Earlier this year, an apartment complex in Euless, Texas, a suburb of Fort Worth, was found to have violated the Fair Housing Act because the complex manager segregated individuals of Middle Eastern and South Asian descent into certain buildings in the complex because the manager didn’t like the smell of the tenants’ food.
A former employee of the complex reported the manager for unfair treatment of individuals of Middle Eastern and South Asian descent, including the manager misrepresenting the availability of apartments based on the tenants’ accent and perceived race or national origin, the manager using derogatory names to describe individuals of Middle Eastern or South Asian descent, and the manager telling other employees to house individuals of Middle Eastern or South Asian descent in two specific buildings to isolate the smells of their cooking. All of these actions were found to be violations of the Fair Housing Act.
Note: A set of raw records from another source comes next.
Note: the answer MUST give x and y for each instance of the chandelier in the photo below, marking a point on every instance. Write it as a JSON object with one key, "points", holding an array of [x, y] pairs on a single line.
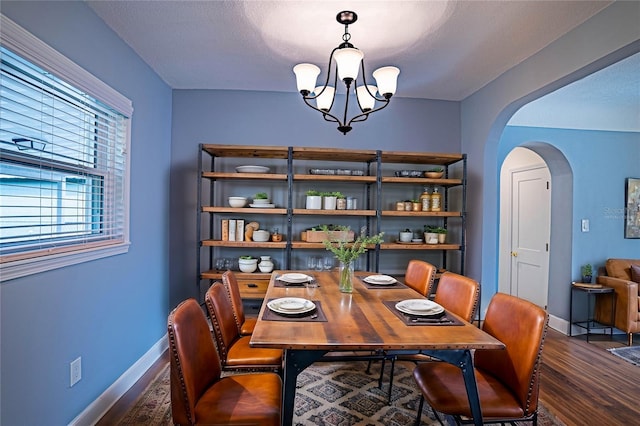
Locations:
{"points": [[348, 61]]}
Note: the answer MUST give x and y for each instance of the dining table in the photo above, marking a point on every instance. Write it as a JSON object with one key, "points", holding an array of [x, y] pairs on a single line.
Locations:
{"points": [[367, 319]]}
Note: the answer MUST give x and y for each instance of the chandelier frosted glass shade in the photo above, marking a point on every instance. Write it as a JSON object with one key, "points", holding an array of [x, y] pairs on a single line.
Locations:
{"points": [[346, 64]]}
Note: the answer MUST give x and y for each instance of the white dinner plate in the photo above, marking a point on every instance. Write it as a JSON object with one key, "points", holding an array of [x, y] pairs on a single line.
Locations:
{"points": [[380, 280], [419, 307], [262, 206], [252, 169], [295, 278], [291, 305]]}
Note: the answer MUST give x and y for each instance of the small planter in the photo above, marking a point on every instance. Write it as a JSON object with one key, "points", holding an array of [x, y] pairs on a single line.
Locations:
{"points": [[431, 238], [329, 202], [320, 236], [314, 202]]}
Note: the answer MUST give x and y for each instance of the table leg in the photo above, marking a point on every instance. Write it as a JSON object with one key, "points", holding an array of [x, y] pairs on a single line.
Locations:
{"points": [[462, 358], [294, 362]]}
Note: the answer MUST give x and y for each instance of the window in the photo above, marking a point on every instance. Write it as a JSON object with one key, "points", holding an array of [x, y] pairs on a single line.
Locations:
{"points": [[64, 140]]}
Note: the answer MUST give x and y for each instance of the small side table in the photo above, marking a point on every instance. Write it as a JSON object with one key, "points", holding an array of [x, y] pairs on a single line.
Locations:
{"points": [[591, 324]]}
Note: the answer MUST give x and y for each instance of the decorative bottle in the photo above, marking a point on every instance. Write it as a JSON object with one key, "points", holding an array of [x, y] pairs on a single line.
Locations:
{"points": [[425, 199], [436, 201]]}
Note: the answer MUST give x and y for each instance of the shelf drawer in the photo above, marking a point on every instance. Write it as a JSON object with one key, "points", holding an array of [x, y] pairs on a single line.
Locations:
{"points": [[253, 288]]}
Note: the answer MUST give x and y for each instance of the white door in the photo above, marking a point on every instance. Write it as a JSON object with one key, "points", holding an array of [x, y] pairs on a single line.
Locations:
{"points": [[530, 234]]}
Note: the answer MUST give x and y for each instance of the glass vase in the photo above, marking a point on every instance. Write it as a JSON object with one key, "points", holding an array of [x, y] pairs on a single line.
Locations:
{"points": [[346, 277]]}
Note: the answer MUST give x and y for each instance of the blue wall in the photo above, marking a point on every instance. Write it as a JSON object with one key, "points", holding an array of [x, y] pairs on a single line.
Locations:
{"points": [[110, 311], [599, 162], [608, 37]]}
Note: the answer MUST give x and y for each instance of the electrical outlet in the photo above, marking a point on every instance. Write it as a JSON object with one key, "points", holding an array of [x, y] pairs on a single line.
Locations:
{"points": [[585, 225], [75, 369]]}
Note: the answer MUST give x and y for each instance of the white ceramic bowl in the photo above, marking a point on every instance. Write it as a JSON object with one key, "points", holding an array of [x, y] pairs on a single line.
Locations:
{"points": [[260, 235], [248, 265], [237, 201]]}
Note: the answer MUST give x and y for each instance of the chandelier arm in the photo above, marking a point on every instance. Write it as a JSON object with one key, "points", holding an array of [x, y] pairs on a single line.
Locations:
{"points": [[366, 85], [323, 112], [365, 115]]}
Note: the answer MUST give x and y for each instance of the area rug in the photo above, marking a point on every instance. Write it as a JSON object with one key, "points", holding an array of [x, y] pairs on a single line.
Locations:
{"points": [[629, 353], [328, 394]]}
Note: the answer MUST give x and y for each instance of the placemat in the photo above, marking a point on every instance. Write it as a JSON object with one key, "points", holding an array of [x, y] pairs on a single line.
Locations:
{"points": [[395, 285], [446, 319], [317, 315], [280, 283]]}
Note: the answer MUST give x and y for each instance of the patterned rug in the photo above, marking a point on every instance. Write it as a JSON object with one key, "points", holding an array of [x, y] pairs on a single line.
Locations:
{"points": [[328, 394], [629, 353]]}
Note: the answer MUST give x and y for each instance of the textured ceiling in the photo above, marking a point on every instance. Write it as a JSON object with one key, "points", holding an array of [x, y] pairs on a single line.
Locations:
{"points": [[445, 50]]}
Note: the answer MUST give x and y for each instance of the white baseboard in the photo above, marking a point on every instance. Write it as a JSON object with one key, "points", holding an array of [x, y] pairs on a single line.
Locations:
{"points": [[98, 408]]}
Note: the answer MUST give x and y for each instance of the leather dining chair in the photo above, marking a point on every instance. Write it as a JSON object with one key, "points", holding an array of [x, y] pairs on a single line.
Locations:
{"points": [[233, 348], [418, 276], [245, 325], [457, 294], [199, 395], [507, 380]]}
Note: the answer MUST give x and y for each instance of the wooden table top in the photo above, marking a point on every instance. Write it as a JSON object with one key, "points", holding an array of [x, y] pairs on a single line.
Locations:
{"points": [[359, 321]]}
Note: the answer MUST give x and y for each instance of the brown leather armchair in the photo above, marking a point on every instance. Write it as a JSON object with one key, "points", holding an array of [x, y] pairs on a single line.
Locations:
{"points": [[508, 380], [617, 274], [245, 325], [199, 395], [233, 348]]}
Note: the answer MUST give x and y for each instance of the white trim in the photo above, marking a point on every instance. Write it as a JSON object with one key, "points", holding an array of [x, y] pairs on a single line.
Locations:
{"points": [[98, 408], [24, 267], [25, 44]]}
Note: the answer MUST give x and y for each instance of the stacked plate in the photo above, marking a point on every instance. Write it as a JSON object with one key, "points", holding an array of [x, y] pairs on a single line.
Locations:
{"points": [[295, 278], [291, 305], [419, 307], [379, 280]]}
The Department of Justice settled the case with the apartment complex. Under the terms of the settlement agreement, the complex agreed to pay a total of $317,000.00 in damages and penalties, to adopt a nondiscrimination policy and to implement corrective policies, including training of staff. Additionally, the manager who ordered the discriminatory policies is no longer allowed to be employed by the complex.
The moral of the story is housing professionals can’t treat applicants and tenants differently based on their national origin or the foods they commonly cook. In other words, if you can’t stand the heat, get out of the kitchen!